A study correlating personality traits with financial data found that agreeable people had lower savings, higher debt and higher bankruptcy rates. Christopher Intagliata reports.
Are you an agreeable person—you know, a nice guy? If so, a logical follow-up might be: how are your finances? And here's why: "Agreeable people have lower savings, they have higher debt, and they're also more likely to go bankrupt or default on their loans."
Sandra Matz is a computational social scientist at the Columbia Business School in New York City. Using a combination of questionnaires and bank data, she and her colleague Joe Gladstone found that people who score as more agreeable on personality tests have a better chance of ending up in dire financial straits—especially if they are low-income to begin with.
The researchers also combined personality data on millions of people in the U.S. and the U.K. with regional data on how many people were unable to pay their debts. And they found, again, that the nicer a county or local area's people on average, the worse their finances.

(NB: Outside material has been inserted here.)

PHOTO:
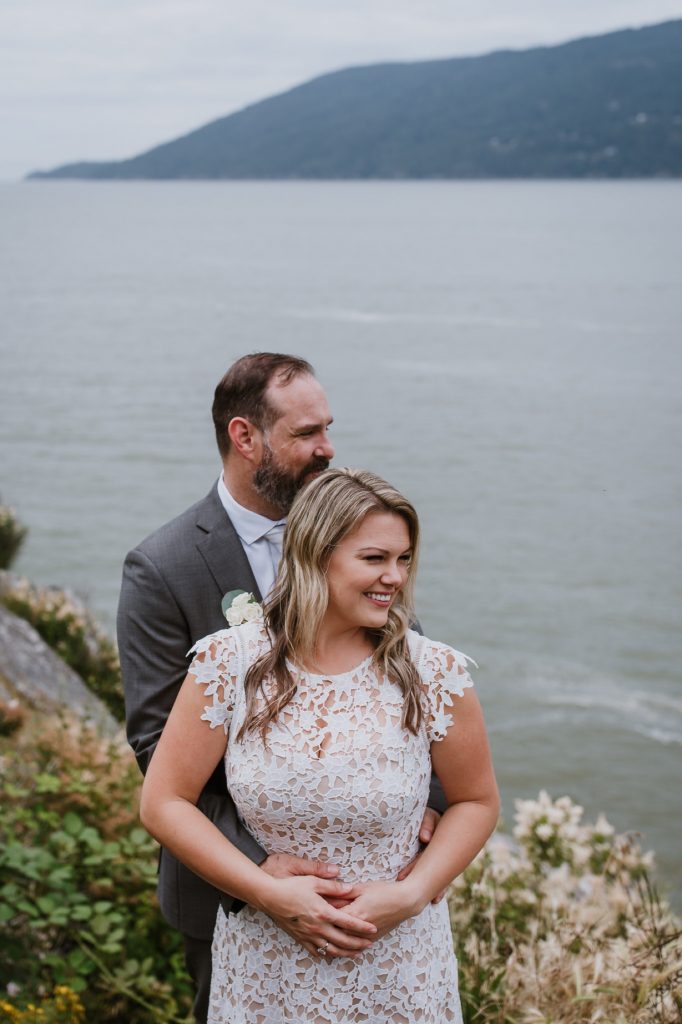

Matz thinks a factor could be that agreeable people just don't care much about money. Maybe they pick up the tab more often, or loan money when they can't afford to. They're generous to a fault.
So how do you get them to wise up?
"One way we could reframe this is saying, don't care about money just for yourself, but care about it for your family, care about it for the people you love. Because if you mismanage your money it's not just going to affect you, but it’s also going to affect all the people you care about, and that you love deeply."
Which might translate agreeable people's superpower—caring about other people—into better financial sense. The results are in the Journal of Personality and Social Psychology. [Sandra C. Matz and Joe J. Gladstone, Nice Guys Finish Last: When and Why Agreeableness Is Associated With Economic Hardship]
If Matz does succeed in teaching nice people to be more stingy, who then will pick up the tab? "Then it's a matter of negotiating, then it should be more equally distributed. So if the agreeable person says I can't pay all the time, I only want to do that once in a while, but I also want you to give something back, because that's what makes a relationship a relationship, and not a one way street."
Which might mean agreeable people need to get a little more comfortable having disagreeable conversations.